A feeble defensive structure, questionable puck-out strategies and a work rate that didn’t match that of previous campaigns, Tipperary’s season failed to really take off. Limerick dominated their Munster opener in the Gaelic Grounds, starting 13 of the 15 that would go on to start in the All-Ireland final. Tipperary, on the other hand, would make six changes the following week to play Cork, which highlights how unsettled the team was at a vital part of the season.
In that Cork game, Tipperary were blown away in the first 35 minutes, but made a terrific nine-point comeback to rescue a draw in the dying moments thanks to Nenagh’s Jake Morris. It was a game that encapsulated Tipp’s year – capable of great things, but ultimately disappointing.
This year, in his first return to the inter-county scene since leaving the fold in 2010, Sheedy must establish his front-line forces before anything else.
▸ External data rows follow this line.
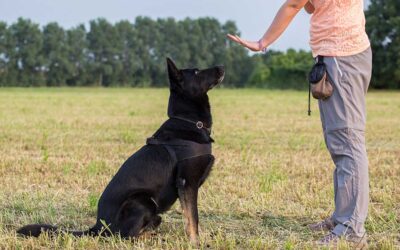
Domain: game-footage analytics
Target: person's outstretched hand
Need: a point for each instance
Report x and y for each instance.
(251, 45)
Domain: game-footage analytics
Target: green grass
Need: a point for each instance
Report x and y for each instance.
(272, 176)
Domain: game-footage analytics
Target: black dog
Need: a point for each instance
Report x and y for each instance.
(175, 162)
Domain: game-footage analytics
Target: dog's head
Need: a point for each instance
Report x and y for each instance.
(193, 83)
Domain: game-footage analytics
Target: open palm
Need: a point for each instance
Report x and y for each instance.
(251, 45)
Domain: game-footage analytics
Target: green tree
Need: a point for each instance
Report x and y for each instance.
(103, 52)
(3, 53)
(55, 52)
(77, 56)
(383, 28)
(24, 54)
(126, 53)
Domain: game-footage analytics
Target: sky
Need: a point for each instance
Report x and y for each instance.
(252, 16)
The aforementioned Morris should play a larger role in 2019, having impressed at various levels over the past year, while the likes of Cian Darcy and Willie Connors will gradually have their roles increased.
But more pertinent questions will be asked of the old guard. Cathal Barrett will return to his corner back position and be asked to solidify a full back line that relinquished too many chances last year. Pádraic Maher will revert to full back, a position that changed hands numerous times throughout 2018. His brother Ronan will slot into centre back and be expected to deliver immediately. Michael Breen appears to be favoured in midfield once again, having been trialed in the forwards last year, and will have a pivotal role while Brendan Maher waits on the sidelines. Seamus Callanan will slot into his favoured full forward position and, as the newly-adorned captain, be expected to deliver on his monumental talent. John McGrath and John O’Dwyer will be expected to perform to their maximum potential when called upon.
Expectaction is high, but that comes with the territory for Tipperary hurling. The league may be a chance to freshen the faces for some teams, but not for Tipperary, not this year. If Sheedy can fix some of the problems in the league that his predecessor couldn’t in his final year in charge then Tipperary will be well on their way to a brighter summer.